About a month ago, I cautioned readers to avoid swiping the credit card before applying for a mortgage.
In short, the more you charge, the higher your outstanding balances. And the higher your balances, the lower your available credit and credit score will be.
That’s pretty straightforward stuff, but it may not apply to everyone because some folks may want a higher credit score despite making very few credit purchases.
However, there’s yet another way to give your credit scores a boost without simply doing nothing.
Increase Your Credit Limits
I’m talking about increasing credit card limits, something that is very easy (and fast) to accomplish thanks to the many credit card management tools now at our fingertips.
If you visit just about any credit card issuer’s website, you should be able to find an area to increase your credit limit online.
Put simply, you enter the desired amount you’d like (e.g. $10,000 if your current limit is $5,000) or you simply ask for an increase and get what you get and don’t get upset.
When it comes to credit card issuer Discover, you simply enter your gross annual income, employer name, and monthly housing/rent payment. Then they present you with your new credit line. It can take as little as a few seconds to get your new line of credit.

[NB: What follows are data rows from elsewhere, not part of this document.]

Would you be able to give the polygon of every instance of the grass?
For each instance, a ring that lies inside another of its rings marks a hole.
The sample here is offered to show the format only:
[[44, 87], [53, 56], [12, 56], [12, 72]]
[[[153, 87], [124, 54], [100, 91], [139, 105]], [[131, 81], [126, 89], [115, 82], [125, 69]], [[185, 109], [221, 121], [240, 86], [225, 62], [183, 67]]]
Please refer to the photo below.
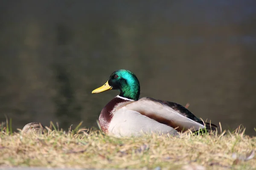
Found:
[[256, 169], [256, 137], [240, 127], [218, 134], [118, 139], [81, 128], [81, 123], [67, 132], [51, 125], [48, 134], [31, 136], [1, 128], [0, 167]]

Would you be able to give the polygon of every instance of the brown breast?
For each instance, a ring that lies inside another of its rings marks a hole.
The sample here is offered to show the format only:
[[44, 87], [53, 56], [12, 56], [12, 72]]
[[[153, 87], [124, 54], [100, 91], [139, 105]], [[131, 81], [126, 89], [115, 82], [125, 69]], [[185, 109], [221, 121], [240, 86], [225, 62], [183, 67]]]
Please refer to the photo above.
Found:
[[113, 115], [111, 114], [111, 111], [119, 103], [131, 102], [128, 100], [116, 97], [112, 99], [105, 106], [102, 110], [99, 118], [99, 122], [102, 130], [105, 133], [108, 133], [108, 127], [112, 119]]

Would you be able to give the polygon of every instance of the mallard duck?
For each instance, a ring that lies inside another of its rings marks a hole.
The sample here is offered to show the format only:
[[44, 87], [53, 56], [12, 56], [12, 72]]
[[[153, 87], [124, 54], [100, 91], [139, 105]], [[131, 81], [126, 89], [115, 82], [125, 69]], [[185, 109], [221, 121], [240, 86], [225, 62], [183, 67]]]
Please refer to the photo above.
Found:
[[92, 93], [110, 90], [120, 94], [105, 106], [99, 118], [102, 130], [107, 134], [116, 137], [151, 132], [175, 135], [189, 129], [214, 130], [218, 128], [202, 121], [178, 104], [147, 97], [139, 99], [140, 82], [130, 71], [114, 71], [105, 84]]
[[23, 135], [40, 133], [44, 134], [46, 129], [41, 123], [31, 122], [24, 126], [21, 134]]

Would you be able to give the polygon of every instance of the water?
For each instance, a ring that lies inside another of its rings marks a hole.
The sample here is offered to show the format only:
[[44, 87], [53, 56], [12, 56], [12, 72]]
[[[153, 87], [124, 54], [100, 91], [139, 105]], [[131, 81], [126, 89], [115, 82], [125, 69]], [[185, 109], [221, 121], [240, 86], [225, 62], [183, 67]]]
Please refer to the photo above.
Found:
[[0, 7], [0, 120], [96, 127], [118, 69], [141, 96], [185, 105], [223, 128], [256, 126], [254, 0], [44, 1]]

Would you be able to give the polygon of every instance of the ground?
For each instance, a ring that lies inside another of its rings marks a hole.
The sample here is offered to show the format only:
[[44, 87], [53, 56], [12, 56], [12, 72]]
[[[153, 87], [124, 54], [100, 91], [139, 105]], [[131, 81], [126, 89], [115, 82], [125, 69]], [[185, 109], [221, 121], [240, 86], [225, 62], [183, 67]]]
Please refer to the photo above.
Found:
[[29, 136], [2, 130], [0, 168], [256, 169], [256, 137], [240, 128], [217, 134], [128, 139], [95, 130], [55, 129]]

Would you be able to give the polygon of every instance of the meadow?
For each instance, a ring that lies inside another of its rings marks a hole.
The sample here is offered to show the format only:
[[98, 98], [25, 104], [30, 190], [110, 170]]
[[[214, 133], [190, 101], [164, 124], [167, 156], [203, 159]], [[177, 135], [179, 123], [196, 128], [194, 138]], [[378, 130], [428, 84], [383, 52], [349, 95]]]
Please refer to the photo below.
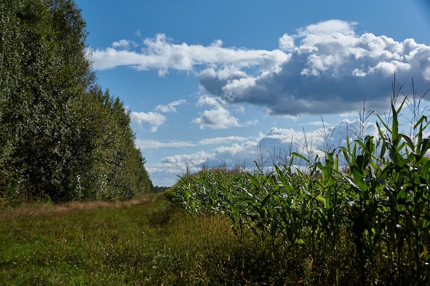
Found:
[[423, 95], [400, 90], [377, 135], [286, 152], [271, 169], [262, 157], [130, 201], [3, 207], [0, 284], [427, 285], [430, 122]]

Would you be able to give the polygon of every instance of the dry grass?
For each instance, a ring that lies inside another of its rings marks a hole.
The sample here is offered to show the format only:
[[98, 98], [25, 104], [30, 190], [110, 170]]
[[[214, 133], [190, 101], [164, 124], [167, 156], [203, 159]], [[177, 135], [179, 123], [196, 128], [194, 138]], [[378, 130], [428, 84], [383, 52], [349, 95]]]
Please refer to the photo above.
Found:
[[106, 202], [92, 200], [87, 202], [67, 202], [60, 204], [32, 202], [16, 208], [0, 210], [0, 222], [10, 219], [25, 219], [34, 217], [61, 215], [81, 210], [117, 208], [139, 206], [148, 202], [151, 198], [154, 198], [154, 196], [150, 194], [142, 194], [139, 197], [127, 201]]

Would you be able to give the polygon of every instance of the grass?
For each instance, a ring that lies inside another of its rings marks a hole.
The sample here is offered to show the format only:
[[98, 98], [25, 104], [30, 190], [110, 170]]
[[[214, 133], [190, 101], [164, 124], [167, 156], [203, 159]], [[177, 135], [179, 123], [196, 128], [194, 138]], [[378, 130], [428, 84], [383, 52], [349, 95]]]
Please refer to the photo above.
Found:
[[296, 285], [303, 280], [296, 274], [302, 265], [280, 263], [284, 254], [274, 257], [261, 243], [239, 239], [224, 217], [193, 216], [162, 193], [122, 203], [34, 203], [0, 211], [0, 285]]

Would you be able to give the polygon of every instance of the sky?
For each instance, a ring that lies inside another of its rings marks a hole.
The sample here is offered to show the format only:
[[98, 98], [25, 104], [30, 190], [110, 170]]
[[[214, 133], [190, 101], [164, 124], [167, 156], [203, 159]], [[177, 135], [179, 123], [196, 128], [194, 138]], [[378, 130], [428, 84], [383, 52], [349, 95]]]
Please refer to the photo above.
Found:
[[75, 2], [154, 185], [376, 134], [360, 111], [387, 114], [394, 73], [405, 94], [430, 88], [428, 0]]

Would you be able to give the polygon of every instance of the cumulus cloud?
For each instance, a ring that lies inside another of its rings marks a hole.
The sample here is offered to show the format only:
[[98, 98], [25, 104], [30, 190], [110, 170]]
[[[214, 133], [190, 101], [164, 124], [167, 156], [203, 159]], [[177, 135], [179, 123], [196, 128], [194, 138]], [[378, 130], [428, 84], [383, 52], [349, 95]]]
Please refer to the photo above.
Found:
[[174, 112], [176, 113], [177, 110], [175, 106], [179, 106], [181, 104], [183, 104], [187, 101], [185, 99], [179, 99], [175, 100], [174, 102], [172, 102], [168, 104], [162, 105], [159, 104], [155, 107], [155, 110], [159, 111], [161, 112], [166, 113], [166, 112]]
[[[240, 70], [203, 71], [201, 84], [228, 103], [249, 103], [272, 115], [296, 116], [356, 110], [364, 99], [385, 108], [394, 73], [398, 82], [413, 77], [423, 89], [430, 79], [430, 47], [413, 39], [356, 34], [354, 23], [332, 20], [284, 34], [280, 47], [291, 51], [280, 70], [253, 75]], [[297, 43], [296, 46], [293, 46]]]
[[223, 100], [207, 95], [201, 96], [197, 106], [210, 106], [211, 110], [204, 110], [192, 122], [198, 124], [201, 129], [209, 127], [212, 129], [225, 129], [230, 127], [240, 127], [239, 119], [232, 116], [230, 112], [223, 107]]
[[398, 82], [414, 78], [418, 90], [427, 89], [430, 47], [411, 38], [359, 34], [357, 26], [340, 20], [309, 25], [282, 35], [273, 50], [225, 47], [220, 40], [206, 46], [179, 44], [160, 34], [145, 39], [140, 51], [123, 49], [133, 45], [122, 40], [94, 51], [92, 60], [97, 69], [128, 66], [157, 70], [160, 75], [170, 70], [192, 72], [204, 91], [223, 100], [220, 107], [195, 120], [201, 128], [239, 126], [225, 109], [231, 104], [297, 116], [348, 112], [365, 99], [370, 108], [381, 110], [387, 106], [394, 73]]
[[280, 50], [273, 51], [225, 48], [221, 40], [209, 46], [171, 43], [163, 34], [144, 40], [141, 51], [122, 51], [115, 47], [96, 49], [93, 53], [94, 67], [103, 70], [130, 66], [137, 70], [156, 69], [160, 75], [169, 69], [193, 71], [196, 66], [229, 65], [240, 67], [261, 66], [264, 69], [277, 68], [286, 58]]
[[130, 47], [136, 47], [137, 44], [133, 40], [120, 40], [117, 42], [113, 42], [112, 47], [117, 49], [129, 49]]
[[138, 112], [133, 111], [130, 115], [131, 122], [142, 126], [143, 123], [148, 123], [150, 126], [150, 131], [155, 132], [159, 127], [162, 126], [166, 121], [166, 117], [161, 113], [149, 112]]
[[140, 148], [141, 150], [148, 150], [148, 149], [159, 149], [159, 148], [166, 148], [166, 147], [193, 147], [196, 146], [196, 144], [192, 143], [188, 141], [169, 141], [169, 142], [161, 142], [157, 141], [156, 140], [143, 140], [143, 139], [137, 139], [135, 141], [135, 144], [137, 147]]
[[231, 141], [243, 141], [245, 140], [247, 140], [247, 139], [245, 137], [240, 137], [238, 136], [228, 136], [227, 137], [207, 138], [199, 141], [199, 143], [201, 145], [223, 144]]

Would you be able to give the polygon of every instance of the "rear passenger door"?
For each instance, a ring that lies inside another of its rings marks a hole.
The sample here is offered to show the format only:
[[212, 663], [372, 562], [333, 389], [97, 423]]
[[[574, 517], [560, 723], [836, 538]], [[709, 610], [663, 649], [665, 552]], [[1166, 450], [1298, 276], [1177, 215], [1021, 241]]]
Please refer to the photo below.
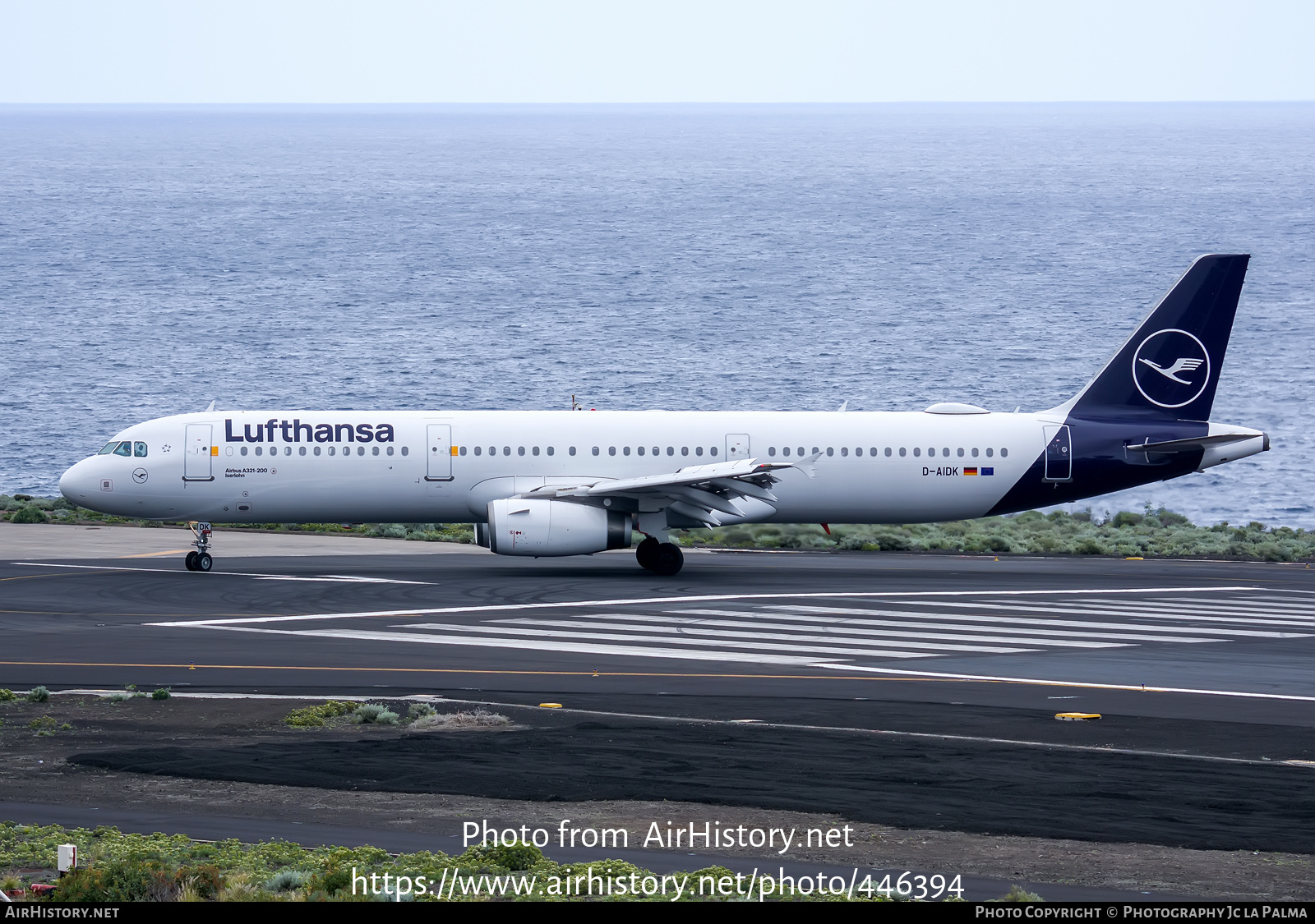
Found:
[[430, 423], [425, 450], [425, 481], [452, 480], [452, 425]]

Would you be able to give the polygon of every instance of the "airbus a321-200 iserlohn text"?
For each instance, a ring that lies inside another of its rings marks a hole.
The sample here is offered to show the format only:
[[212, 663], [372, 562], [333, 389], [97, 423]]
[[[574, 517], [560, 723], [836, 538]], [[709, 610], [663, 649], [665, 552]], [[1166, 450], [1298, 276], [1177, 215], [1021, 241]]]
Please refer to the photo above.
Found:
[[[627, 548], [680, 570], [669, 531], [914, 523], [1077, 501], [1269, 450], [1211, 423], [1249, 256], [1197, 259], [1076, 397], [1035, 414], [924, 411], [214, 411], [124, 430], [70, 501], [196, 520], [466, 522], [498, 555]], [[213, 407], [213, 405], [212, 405]]]

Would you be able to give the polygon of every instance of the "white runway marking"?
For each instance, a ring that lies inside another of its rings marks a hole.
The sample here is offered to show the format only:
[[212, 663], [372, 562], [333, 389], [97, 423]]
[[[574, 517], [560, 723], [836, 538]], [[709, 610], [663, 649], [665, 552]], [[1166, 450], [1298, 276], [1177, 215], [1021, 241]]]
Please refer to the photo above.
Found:
[[[11, 561], [11, 565], [22, 565], [24, 568], [82, 568], [85, 570], [134, 570], [146, 572], [147, 574], [191, 574], [187, 569], [178, 568], [128, 568], [124, 565], [57, 565], [47, 561]], [[437, 588], [438, 584], [434, 581], [397, 581], [391, 577], [356, 577], [354, 574], [321, 574], [318, 577], [296, 577], [293, 574], [259, 574], [255, 572], [237, 572], [237, 570], [217, 570], [208, 572], [212, 576], [220, 577], [254, 577], [258, 581], [329, 581], [329, 582], [342, 582], [342, 584], [418, 584], [425, 586]]]
[[[753, 614], [739, 612], [739, 614], [727, 614], [727, 615], [752, 616]], [[540, 619], [497, 619], [494, 622], [525, 623], [525, 624], [531, 624], [533, 623], [535, 626], [579, 626], [579, 627], [584, 627], [584, 626], [618, 626], [618, 627], [619, 626], [625, 626], [626, 628], [634, 628], [634, 626], [625, 624], [625, 622], [615, 623], [615, 624], [614, 623], [584, 622], [584, 620], [593, 620], [593, 619], [618, 619], [618, 620], [629, 620], [629, 622], [633, 622], [633, 623], [642, 623], [643, 627], [647, 631], [650, 631], [650, 632], [659, 631], [658, 627], [655, 626], [655, 623], [663, 623], [663, 622], [665, 622], [665, 623], [675, 623], [677, 627], [684, 627], [684, 628], [661, 630], [661, 631], [671, 631], [671, 632], [710, 632], [710, 631], [721, 631], [719, 627], [725, 627], [726, 630], [740, 630], [740, 628], [743, 628], [743, 630], [752, 630], [752, 632], [750, 632], [751, 635], [761, 632], [763, 630], [785, 630], [788, 632], [800, 632], [800, 631], [806, 630], [809, 632], [825, 632], [826, 637], [832, 637], [832, 639], [835, 639], [835, 637], [847, 637], [847, 636], [859, 637], [859, 639], [863, 639], [863, 637], [886, 637], [886, 636], [894, 636], [897, 639], [948, 639], [948, 640], [953, 640], [953, 641], [985, 641], [985, 643], [990, 643], [990, 644], [1006, 644], [1006, 645], [1007, 644], [1013, 644], [1013, 645], [1030, 645], [1030, 644], [1031, 645], [1056, 645], [1056, 647], [1060, 647], [1060, 648], [1122, 648], [1123, 647], [1123, 645], [1112, 644], [1112, 643], [1107, 643], [1107, 641], [1076, 641], [1073, 639], [1051, 639], [1051, 637], [1024, 639], [1024, 637], [1019, 637], [1019, 635], [1016, 635], [1016, 634], [1015, 635], [1007, 635], [1010, 631], [1013, 631], [1013, 630], [1007, 630], [1007, 628], [1001, 628], [995, 635], [980, 635], [980, 634], [977, 634], [977, 635], [961, 635], [961, 634], [956, 634], [956, 630], [957, 630], [957, 632], [970, 632], [972, 630], [978, 628], [978, 627], [976, 627], [976, 626], [951, 626], [951, 624], [940, 624], [940, 623], [931, 623], [928, 626], [922, 626], [922, 624], [918, 624], [918, 623], [882, 622], [882, 620], [877, 620], [877, 619], [836, 619], [836, 620], [813, 619], [813, 620], [805, 622], [805, 623], [800, 623], [800, 622], [769, 623], [769, 622], [764, 622], [764, 620], [759, 620], [759, 619], [744, 619], [744, 620], [736, 620], [736, 619], [680, 619], [680, 618], [676, 618], [676, 616], [629, 616], [629, 615], [618, 612], [618, 614], [609, 614], [606, 616], [601, 616], [601, 615], [584, 615], [584, 616], [581, 616], [581, 622], [571, 622], [571, 620], [552, 622], [552, 620], [540, 620]], [[807, 619], [807, 616], [805, 616], [805, 619]], [[867, 626], [873, 626], [873, 627], [877, 627], [877, 626], [881, 626], [881, 627], [885, 627], [885, 626], [896, 626], [896, 627], [898, 627], [898, 626], [907, 626], [907, 627], [923, 628], [923, 630], [927, 630], [927, 628], [947, 628], [947, 630], [949, 630], [949, 632], [905, 632], [905, 631], [892, 631], [892, 630], [888, 630], [888, 628], [884, 628], [880, 632], [872, 632], [872, 631], [867, 631], [864, 628]], [[990, 630], [978, 630], [978, 631], [990, 631]], [[1032, 631], [1036, 635], [1041, 635], [1041, 632], [1039, 630], [1022, 630], [1022, 631], [1023, 632]], [[1072, 636], [1077, 636], [1077, 635], [1081, 635], [1081, 634], [1080, 632], [1066, 632], [1066, 634], [1063, 634], [1063, 632], [1051, 632], [1049, 635], [1072, 635]], [[764, 636], [764, 637], [767, 637], [767, 636]], [[802, 637], [809, 637], [809, 636], [792, 635], [789, 637], [801, 637], [802, 639]], [[1101, 637], [1112, 637], [1112, 636], [1101, 636]], [[1122, 637], [1122, 636], [1119, 636], [1119, 637]], [[1195, 639], [1195, 641], [1215, 641], [1215, 639]]]
[[[17, 564], [17, 563], [16, 563]], [[57, 565], [51, 565], [54, 568]], [[85, 565], [91, 568], [92, 565]], [[121, 570], [137, 570], [125, 568]], [[149, 570], [149, 569], [142, 569]], [[872, 599], [878, 597], [1030, 597], [1036, 594], [1182, 594], [1220, 593], [1226, 590], [1260, 590], [1252, 586], [1224, 588], [1115, 588], [1111, 590], [874, 590], [778, 594], [700, 594], [697, 597], [636, 597], [621, 599], [586, 599], [559, 603], [487, 603], [480, 606], [439, 606], [406, 610], [367, 610], [362, 612], [314, 612], [299, 616], [237, 616], [230, 619], [189, 619], [183, 622], [147, 623], [149, 626], [241, 626], [247, 623], [304, 622], [320, 619], [364, 619], [371, 616], [437, 616], [455, 612], [506, 612], [509, 610], [562, 610], [592, 606], [642, 606], [644, 603], [710, 603], [735, 599]]]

With other issuers, such as American Express, you are asked to enter your desired credit limit and then hope they extend it to you. Apparently you can get 3x your starting limit with little trouble.
So if you started with $5,000, you could get it increased to $15,000 simply by visiting the American Express website and filling out an online form.
The underlying goal of such moves is to lower your credit utilization, which is the percentage of credit you’re actively using at any given time.
A lower utilization, similar to a lower debt-to-income ratio, is viewed favorably.
So imagine you have that American Express credit card with a $5,000 limit.
If you currently have a $2,500 balance, even if it’ll be paid off on time and not revolved, you’re essentially using 50% of your available credit. This isn’t a good thing when it comes to credit.
You may actually want to keep your utilization below 25%, in this case, no more than $1,250, again, even if you pay it off in full by the due date.
But what if you naturally charge a lot on your credit cards each month, despite paying all of them off every month? What can you do to keep utilization low?
Well, if your credit limit happened to be $10,000 instead of $5,000, that $2,500 balance would only represent 25% utilization.
In other words, all you have to do is ask for higher credit limits, instead of spending less. Of course, spending less will sweeten the deal and ideally push your credit score even higher.
Tip: It’s easier to get credit limit increases approved if your balances are low because you’re viewed as a lower risk customer.
Pay Off Your Existing Balances
In conjunction with this tip, you can pay down any balances you may have, assuming you don’t pay your credit cards in full each month.
If implemented together, you can get higher limits and reduce balances, which will be a one-two punch in the credit utilization department.
So using our same example, if the person with the $2,500 balance lets it float from month to month and only has a $5,000 credit limit, imagine if they got a higher limit and started paying it down.
They could push their utilization down from 50% to say 15% if they got the limit increased to $10,000 and paid $1,000 off the balance.
Additionally, smaller credit card balances mean you’ll have more of your income available to use toward a mortgage payment. So you may actually be able to qualify for a larger mortgage and/or buy more house.
The only caveat here is that a credit limit increase request could result in a hard inquiry on your credit report, which could ding your credit slightly. It’s temporary, but could offset some of the expected gains of a higher limit.
So either request the higher limits several months in advance of applying for a mortgage, or ask the credit card issuer if it will result in a hard or soft pull before making the request. If it’s the latter, it won’t harm your credit score.
In any case, you’ll want to approach mortgage lenders with the highest credit score possible to ensure you have the best chance of approval and obtain the lowest interest rate.